I just got a text from GrubHub starting that some blocks have opened up. All but one of the blocks being offered have already started, as in some blocks having 4:00 or 4:30 start times (posting this at 4:53 EST). While I don't plan on going out today, in the future if I decided to accept a block that already started, would I be penalized for not being in the boundaries when I hit accept? I live about 15 minutes from the border of the boundaries, and I'm sure that if I had waited until I actually got there before I hit accept the blocks would already be gone.


----------



## columbuscatlady (Jun 20, 2017)

5000watts said:


> I just got a text from GrubHub starting that some blocks have opened up. All but one of the blocks being offered have already started, as in some blocks having 4:00 or 4:30 start times (posting this at 4:53 EST). While I don't plan on going out today, in the future if I decided to accept a block that already started, would I be penalized for not being in the boundaries when I hit accept? I live about 15 minutes from the border of the boundaries, and I'm sure that if I had waited until I actually got there before I hit accept the blocks would already be gone.

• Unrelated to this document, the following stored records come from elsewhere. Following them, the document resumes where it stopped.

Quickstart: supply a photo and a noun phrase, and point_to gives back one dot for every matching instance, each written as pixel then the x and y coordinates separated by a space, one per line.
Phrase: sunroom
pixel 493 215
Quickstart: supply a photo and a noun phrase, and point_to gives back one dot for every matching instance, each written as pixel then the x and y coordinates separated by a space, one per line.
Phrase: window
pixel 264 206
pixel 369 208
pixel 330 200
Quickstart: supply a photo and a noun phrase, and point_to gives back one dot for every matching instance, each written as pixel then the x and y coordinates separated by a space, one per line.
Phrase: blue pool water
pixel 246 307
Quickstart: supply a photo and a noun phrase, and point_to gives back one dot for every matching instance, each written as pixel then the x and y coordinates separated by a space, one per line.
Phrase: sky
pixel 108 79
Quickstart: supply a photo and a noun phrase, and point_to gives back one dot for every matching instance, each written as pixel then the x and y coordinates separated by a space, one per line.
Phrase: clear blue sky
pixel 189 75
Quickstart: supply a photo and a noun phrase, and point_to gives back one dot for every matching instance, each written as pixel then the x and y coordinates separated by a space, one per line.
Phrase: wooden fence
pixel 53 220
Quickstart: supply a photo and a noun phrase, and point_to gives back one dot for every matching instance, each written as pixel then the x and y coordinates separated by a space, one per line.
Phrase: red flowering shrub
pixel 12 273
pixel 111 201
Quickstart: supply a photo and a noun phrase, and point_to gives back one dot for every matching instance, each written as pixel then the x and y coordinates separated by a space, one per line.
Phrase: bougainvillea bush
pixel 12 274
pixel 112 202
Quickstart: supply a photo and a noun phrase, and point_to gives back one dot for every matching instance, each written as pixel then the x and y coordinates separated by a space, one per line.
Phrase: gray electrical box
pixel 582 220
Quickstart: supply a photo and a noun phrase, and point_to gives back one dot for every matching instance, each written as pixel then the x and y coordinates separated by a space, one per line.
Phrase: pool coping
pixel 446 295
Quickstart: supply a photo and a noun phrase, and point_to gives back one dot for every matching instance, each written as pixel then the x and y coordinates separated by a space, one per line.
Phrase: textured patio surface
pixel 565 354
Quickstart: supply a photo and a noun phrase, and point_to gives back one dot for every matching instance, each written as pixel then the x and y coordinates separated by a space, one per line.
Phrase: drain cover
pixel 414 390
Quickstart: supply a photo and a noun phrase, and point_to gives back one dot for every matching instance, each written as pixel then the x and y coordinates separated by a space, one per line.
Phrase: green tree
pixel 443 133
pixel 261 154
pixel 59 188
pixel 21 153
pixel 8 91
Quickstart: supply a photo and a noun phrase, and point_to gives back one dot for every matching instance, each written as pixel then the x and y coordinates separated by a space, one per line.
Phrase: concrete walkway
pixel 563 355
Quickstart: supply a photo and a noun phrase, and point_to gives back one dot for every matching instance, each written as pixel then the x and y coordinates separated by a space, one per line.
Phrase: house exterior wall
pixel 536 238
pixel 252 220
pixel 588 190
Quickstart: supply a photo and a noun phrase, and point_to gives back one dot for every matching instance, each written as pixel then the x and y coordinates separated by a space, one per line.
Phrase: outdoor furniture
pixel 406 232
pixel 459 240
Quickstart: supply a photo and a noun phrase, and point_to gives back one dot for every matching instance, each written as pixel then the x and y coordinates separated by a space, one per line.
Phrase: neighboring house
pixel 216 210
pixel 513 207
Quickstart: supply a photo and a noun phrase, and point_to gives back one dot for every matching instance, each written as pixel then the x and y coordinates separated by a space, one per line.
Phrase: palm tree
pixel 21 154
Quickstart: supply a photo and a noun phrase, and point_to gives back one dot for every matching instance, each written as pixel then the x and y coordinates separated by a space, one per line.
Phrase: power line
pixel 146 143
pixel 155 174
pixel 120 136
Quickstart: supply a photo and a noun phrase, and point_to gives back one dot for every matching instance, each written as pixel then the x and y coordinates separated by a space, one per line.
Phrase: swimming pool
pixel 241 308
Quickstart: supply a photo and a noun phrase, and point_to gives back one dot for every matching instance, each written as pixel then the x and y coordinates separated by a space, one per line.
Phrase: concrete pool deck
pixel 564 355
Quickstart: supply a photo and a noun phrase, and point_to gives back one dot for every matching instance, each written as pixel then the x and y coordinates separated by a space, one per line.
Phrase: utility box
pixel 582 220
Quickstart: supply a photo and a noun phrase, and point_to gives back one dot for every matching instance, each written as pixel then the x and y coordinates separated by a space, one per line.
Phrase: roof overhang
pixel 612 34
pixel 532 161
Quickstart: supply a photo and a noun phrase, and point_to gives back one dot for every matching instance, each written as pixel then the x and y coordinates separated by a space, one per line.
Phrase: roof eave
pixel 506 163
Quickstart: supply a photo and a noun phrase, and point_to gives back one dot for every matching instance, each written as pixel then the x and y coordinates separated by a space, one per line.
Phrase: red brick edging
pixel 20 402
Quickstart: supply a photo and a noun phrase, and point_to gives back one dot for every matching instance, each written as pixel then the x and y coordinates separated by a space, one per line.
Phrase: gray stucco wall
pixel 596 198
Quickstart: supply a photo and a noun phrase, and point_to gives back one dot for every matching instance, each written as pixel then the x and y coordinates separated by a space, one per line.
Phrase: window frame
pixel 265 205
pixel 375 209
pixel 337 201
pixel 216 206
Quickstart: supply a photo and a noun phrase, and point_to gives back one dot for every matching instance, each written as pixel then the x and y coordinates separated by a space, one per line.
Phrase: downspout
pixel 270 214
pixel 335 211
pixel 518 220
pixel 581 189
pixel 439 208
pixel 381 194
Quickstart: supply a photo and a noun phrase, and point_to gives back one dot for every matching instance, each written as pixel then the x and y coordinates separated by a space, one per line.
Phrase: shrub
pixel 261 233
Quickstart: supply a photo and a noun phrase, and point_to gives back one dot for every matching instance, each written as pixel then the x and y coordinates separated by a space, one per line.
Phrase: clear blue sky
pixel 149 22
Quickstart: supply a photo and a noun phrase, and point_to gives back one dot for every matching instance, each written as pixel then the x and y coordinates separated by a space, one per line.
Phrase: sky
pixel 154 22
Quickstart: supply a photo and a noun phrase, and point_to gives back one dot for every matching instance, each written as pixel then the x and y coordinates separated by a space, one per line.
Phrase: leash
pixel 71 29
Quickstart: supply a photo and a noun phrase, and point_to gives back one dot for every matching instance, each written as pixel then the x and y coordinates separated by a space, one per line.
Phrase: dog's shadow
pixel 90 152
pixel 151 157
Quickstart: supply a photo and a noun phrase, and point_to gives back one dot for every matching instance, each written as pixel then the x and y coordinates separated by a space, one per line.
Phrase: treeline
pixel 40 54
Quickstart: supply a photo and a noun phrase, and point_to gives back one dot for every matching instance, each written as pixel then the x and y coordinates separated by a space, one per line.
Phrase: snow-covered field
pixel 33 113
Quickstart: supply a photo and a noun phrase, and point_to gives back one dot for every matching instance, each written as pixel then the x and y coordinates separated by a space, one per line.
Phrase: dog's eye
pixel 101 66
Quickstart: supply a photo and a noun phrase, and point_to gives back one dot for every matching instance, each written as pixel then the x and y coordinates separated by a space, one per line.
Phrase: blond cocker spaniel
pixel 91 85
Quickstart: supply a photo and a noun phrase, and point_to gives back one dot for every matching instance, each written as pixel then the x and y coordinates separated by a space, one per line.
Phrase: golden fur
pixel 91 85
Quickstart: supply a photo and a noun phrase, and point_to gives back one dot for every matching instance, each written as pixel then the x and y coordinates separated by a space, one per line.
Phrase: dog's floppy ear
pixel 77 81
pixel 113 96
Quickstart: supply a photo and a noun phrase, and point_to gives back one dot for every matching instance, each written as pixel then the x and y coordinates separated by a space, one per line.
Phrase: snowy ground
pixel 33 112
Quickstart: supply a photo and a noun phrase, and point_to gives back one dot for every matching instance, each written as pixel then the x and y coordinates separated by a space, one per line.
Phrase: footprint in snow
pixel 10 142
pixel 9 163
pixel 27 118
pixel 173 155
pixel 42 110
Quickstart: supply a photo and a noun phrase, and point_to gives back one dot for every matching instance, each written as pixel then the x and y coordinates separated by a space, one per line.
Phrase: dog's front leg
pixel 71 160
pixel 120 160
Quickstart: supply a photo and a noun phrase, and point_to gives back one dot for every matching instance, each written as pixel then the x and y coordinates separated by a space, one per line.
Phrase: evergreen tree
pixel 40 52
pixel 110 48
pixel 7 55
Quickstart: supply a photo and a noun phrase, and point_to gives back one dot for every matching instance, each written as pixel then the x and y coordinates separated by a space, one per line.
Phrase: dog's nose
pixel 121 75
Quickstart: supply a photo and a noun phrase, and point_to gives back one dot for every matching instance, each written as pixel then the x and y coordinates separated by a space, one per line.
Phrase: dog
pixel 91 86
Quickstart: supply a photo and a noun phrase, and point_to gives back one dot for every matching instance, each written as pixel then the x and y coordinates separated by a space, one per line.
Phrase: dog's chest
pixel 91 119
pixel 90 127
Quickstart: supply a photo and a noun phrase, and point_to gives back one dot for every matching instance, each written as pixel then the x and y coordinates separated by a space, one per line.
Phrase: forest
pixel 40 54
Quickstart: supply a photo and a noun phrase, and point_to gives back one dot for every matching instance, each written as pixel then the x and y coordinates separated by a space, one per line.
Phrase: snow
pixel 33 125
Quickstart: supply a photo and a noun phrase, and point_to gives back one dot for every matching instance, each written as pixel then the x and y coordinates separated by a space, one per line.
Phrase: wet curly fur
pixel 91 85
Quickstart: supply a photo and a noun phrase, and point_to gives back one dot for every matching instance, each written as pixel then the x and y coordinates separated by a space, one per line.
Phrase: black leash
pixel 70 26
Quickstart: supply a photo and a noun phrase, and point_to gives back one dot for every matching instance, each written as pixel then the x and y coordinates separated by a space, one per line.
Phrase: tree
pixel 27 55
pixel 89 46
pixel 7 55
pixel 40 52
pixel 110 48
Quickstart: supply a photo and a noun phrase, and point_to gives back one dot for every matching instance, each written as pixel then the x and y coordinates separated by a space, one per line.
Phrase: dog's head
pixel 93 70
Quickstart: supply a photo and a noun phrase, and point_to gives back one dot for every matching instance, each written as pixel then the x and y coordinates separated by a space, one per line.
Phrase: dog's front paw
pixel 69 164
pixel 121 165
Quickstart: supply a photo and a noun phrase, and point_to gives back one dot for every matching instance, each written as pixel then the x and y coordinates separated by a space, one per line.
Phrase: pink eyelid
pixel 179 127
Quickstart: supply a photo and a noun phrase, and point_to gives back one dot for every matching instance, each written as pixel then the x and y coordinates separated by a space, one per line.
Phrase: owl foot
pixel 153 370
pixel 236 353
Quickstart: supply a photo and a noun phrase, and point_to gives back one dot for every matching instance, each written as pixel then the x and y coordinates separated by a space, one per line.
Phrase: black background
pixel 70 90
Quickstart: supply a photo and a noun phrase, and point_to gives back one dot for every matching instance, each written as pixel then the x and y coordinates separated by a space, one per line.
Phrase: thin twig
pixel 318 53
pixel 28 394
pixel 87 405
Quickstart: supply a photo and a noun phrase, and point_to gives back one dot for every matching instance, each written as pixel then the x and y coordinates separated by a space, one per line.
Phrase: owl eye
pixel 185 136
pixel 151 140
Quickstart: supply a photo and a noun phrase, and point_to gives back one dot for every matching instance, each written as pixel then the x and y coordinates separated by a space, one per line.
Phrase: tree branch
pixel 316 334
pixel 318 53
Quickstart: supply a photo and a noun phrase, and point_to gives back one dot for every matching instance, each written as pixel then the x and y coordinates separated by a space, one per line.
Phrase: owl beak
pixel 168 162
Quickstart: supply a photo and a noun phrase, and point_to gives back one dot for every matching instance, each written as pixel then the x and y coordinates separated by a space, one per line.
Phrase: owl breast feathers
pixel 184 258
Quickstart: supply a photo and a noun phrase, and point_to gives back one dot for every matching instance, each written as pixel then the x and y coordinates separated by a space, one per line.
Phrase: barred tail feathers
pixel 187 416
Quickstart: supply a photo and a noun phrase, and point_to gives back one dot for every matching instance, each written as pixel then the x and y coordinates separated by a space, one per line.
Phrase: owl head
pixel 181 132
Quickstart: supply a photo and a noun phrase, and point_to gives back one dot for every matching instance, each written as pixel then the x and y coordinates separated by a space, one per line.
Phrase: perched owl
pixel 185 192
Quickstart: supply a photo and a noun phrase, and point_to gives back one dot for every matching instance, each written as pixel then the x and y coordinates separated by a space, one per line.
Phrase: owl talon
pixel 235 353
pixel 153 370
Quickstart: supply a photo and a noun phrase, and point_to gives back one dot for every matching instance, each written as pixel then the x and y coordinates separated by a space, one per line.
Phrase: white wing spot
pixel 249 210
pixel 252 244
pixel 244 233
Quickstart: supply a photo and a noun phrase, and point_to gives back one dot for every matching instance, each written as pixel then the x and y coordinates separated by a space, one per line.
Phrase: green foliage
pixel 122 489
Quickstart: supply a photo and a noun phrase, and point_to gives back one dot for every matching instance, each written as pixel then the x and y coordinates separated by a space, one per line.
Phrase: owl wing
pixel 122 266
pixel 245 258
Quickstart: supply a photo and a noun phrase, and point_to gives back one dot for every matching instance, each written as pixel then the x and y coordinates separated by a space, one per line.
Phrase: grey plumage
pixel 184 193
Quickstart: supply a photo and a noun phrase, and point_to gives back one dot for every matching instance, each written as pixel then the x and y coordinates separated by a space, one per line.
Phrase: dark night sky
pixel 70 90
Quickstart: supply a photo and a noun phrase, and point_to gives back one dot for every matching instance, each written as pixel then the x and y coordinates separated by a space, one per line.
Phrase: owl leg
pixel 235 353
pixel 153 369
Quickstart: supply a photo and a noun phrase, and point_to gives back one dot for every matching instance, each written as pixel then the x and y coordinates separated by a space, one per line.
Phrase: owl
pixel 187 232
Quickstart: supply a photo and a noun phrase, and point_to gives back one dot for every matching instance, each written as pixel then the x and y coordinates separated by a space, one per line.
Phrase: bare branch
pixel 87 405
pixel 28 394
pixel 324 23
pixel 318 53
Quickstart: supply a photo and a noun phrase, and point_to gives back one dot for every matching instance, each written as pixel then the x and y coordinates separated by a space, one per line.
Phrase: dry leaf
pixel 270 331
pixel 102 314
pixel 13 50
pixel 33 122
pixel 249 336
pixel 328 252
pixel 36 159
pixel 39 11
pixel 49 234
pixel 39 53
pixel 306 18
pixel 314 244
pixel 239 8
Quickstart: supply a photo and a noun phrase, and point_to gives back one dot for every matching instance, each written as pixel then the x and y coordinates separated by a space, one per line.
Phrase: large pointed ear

You only get penalized in the sense that your acceptance rate is going to be less than 100% if you decline what is sent to you. You only should accept blocks if you are going to work them. You know that you can turn on the app anytime now, you don't have to be scheduled on a block to work it but you will be responsible for the acceptance rate.


----------



## Ted L. (Jun 8, 2017)

I've never been penalized for being outside the region. I've gotten notifications to go to my region but I think those are just app generated.

Once you accept a block go online immediately to keep your attendance rate up.


----------



## columbuscatlady (Jun 20, 2017)

Ted L. said:


> I've never been penalized for being outside the region. I've gotten notifications to go to my region but I think those are just app generated.
> 
> Once you accept a block go online immediately to keep your attendance rate up.


You are not penalized for being outside the area the thing is do you get any orders?


----------



## Ted L. (Jun 8, 2017)

Never got a ping while outside the region. It's unlikely for me to be the closest available driver.

If you stay offline (IIRC for 10 minutes) they'll mark you as absent and take away the block.


----------



## columbuscatlady (Jun 20, 2017)

So there you have it. If you don't get pings outside of the area then you are absent and it will count against you as a missed block.

I have always been skeptical about the "closet" driver thing. I have been pinged for some stuff so far from where I am that there is no way I was the closet driver. I learned to ignore them.


----------